The Lord said he was going to start with His house, and He was not lying. EVERYTHING that can be shaken, will be. I did not make it through the sifting of the wheat and tares, matter of fact, I ran away from my faith with my whole being after an event in my life. The hilarious part, simultaneously the heart shattering part, is to find that no matter how stupid I am, and how vehemently I question Him, He listens, and He answers. He isn't a genie in a bottle, He's not concerned with appearances. He also doesn't tell me everything I want to know, and He's normally is opposition to what I want. Hence, my tantrum this last year and a half as I had the audacity to believe Him to be unfaithful due to the pain and suffering of those around me. He doesn't flinch though. He doesn't get offended when I question Him, because He's not surprised that I am.

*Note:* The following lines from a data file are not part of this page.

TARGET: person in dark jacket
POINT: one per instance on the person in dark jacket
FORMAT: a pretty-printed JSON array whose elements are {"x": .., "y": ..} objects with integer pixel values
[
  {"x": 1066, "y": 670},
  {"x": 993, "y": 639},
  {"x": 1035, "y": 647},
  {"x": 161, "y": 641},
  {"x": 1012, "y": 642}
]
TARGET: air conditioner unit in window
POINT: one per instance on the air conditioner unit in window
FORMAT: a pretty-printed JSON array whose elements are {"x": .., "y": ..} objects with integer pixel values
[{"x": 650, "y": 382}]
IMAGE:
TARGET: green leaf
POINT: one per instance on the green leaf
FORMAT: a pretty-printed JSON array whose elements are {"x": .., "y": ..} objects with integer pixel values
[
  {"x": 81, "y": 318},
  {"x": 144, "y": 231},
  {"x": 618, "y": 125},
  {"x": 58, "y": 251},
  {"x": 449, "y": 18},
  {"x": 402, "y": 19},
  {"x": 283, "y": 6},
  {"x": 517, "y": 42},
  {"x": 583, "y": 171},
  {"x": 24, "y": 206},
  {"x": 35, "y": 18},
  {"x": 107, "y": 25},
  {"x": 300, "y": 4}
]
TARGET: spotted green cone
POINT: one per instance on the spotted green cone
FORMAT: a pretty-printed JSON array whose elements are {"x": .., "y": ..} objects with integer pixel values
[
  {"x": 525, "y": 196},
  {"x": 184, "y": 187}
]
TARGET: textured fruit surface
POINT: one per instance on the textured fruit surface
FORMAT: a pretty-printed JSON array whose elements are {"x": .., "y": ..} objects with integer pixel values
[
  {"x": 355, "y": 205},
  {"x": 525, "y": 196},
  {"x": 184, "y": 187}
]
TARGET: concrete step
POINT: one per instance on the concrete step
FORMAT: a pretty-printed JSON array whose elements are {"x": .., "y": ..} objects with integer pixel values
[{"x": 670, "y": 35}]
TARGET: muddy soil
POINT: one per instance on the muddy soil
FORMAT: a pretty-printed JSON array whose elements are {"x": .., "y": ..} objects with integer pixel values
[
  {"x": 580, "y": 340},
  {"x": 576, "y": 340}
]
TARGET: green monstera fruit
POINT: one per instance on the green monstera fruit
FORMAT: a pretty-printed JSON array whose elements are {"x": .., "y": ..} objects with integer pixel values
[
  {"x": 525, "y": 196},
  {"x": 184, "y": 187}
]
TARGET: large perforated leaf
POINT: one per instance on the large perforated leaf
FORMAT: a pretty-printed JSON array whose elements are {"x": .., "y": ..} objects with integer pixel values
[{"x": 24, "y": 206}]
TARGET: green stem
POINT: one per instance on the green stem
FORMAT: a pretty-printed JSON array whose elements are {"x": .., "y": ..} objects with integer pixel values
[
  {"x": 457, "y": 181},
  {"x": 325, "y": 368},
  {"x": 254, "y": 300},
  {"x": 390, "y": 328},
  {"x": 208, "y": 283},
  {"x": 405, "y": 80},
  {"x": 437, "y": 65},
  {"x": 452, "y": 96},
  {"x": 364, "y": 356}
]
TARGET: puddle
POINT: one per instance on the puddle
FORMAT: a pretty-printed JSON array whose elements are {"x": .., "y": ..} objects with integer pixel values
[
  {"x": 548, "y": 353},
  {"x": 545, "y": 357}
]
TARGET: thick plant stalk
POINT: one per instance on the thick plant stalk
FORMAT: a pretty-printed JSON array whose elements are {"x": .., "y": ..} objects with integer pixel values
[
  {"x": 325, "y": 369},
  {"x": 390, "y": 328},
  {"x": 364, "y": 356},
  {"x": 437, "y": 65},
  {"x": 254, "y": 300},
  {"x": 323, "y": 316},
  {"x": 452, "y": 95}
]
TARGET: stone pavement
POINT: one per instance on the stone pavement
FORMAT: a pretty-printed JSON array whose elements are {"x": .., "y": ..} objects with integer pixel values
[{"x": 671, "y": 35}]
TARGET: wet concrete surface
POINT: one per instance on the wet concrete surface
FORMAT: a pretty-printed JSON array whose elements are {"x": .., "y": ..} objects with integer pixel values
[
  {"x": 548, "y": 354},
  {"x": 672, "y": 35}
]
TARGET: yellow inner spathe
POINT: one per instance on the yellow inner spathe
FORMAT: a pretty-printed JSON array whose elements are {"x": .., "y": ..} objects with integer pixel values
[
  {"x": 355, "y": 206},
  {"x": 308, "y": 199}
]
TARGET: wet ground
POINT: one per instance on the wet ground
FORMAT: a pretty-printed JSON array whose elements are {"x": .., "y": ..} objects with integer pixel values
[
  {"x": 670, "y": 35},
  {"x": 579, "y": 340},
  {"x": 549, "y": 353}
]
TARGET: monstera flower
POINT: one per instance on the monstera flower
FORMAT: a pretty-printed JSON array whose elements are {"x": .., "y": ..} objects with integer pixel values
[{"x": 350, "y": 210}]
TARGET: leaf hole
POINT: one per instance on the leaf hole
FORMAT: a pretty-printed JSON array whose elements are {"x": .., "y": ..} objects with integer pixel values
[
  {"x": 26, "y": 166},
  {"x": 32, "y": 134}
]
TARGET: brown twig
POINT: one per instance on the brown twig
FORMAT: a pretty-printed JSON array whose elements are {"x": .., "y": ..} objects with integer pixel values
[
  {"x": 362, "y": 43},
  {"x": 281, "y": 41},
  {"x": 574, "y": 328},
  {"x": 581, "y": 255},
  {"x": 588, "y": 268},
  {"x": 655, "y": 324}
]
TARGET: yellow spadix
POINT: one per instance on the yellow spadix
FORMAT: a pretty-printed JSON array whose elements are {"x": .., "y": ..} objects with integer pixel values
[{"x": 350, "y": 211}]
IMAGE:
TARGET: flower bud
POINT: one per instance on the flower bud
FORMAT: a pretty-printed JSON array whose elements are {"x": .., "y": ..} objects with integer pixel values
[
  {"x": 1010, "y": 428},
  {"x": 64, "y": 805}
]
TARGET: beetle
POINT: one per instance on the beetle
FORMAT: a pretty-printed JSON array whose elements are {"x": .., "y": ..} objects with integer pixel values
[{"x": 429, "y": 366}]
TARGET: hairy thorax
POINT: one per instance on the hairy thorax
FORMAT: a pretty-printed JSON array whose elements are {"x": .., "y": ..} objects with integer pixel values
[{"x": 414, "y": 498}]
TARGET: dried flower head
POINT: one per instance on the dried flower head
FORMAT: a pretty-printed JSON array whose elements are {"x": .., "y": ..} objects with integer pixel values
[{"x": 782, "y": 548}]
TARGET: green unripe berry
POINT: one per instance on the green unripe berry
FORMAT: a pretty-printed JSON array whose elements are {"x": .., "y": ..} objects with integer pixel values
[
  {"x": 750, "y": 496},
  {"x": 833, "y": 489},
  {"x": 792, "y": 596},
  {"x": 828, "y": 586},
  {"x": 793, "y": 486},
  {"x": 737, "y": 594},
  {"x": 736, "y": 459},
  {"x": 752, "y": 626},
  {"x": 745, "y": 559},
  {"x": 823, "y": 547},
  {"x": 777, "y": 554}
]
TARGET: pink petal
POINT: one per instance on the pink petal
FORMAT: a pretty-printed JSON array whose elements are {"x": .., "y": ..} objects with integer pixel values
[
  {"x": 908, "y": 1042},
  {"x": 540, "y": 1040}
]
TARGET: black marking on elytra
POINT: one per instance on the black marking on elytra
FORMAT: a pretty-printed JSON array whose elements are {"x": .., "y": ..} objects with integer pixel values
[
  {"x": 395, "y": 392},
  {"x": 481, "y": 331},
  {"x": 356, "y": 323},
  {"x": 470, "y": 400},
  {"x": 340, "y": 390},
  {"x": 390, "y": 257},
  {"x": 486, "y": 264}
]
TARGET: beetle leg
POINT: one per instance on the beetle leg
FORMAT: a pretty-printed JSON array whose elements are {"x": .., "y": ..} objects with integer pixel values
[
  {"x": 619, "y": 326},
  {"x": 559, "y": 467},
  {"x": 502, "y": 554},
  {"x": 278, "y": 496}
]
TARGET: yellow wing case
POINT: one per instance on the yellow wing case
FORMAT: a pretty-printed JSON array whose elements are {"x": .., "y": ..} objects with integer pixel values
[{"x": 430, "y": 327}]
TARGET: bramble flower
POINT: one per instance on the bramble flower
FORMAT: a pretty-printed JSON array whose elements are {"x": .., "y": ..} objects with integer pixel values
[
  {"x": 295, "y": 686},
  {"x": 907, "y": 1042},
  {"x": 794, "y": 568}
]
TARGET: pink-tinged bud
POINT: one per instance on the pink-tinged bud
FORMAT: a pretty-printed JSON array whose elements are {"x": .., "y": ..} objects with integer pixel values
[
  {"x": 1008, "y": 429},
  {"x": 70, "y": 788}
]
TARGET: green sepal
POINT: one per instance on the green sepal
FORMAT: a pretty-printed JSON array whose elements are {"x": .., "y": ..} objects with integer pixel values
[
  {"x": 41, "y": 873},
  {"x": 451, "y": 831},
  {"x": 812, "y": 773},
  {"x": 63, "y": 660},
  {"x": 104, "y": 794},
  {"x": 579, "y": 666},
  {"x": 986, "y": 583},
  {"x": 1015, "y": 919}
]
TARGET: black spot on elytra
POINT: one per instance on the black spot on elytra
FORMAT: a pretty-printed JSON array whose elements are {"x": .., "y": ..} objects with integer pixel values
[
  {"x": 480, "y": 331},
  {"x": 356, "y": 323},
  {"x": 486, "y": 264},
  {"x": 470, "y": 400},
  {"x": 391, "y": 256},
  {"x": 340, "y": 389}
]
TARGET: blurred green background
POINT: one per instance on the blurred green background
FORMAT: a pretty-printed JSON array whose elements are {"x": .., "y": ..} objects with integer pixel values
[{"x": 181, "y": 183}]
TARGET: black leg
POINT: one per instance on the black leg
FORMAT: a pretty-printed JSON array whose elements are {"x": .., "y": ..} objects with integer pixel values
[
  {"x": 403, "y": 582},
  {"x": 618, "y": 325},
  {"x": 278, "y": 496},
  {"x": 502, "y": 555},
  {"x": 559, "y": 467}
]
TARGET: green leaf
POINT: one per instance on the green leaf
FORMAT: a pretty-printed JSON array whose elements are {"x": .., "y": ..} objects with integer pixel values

However, from what I can understand, He does require those that believe to respond to His leading to the very best of our ability in all areas. And that is where I fell off, or where I saw my immense limitations, your call. This year has taught me so much I never wanted to learn, and also everything I needed to. He loves me, even when I don't act like I love Him, because He is faithful, even when I'm not. I want to love God more than anything, but right now, I don't seem to love Him enough. And He understands. The God who created ALL things, that can do anything, wants a relationship with flawed humans. Humans who haven't personally seen Him, but know of His mercy and love, because that was His plan for the world. I don't personally approve of that plan, and it does not matter. Truth doesn't need anyone to believe in it for it to be true. Lord, please open our eyes and soften our hearts. We need you, even if we think we don't. Let's not put a box around that which we don't truly understand. Let God be God. Or don't.
Regardless, start with me.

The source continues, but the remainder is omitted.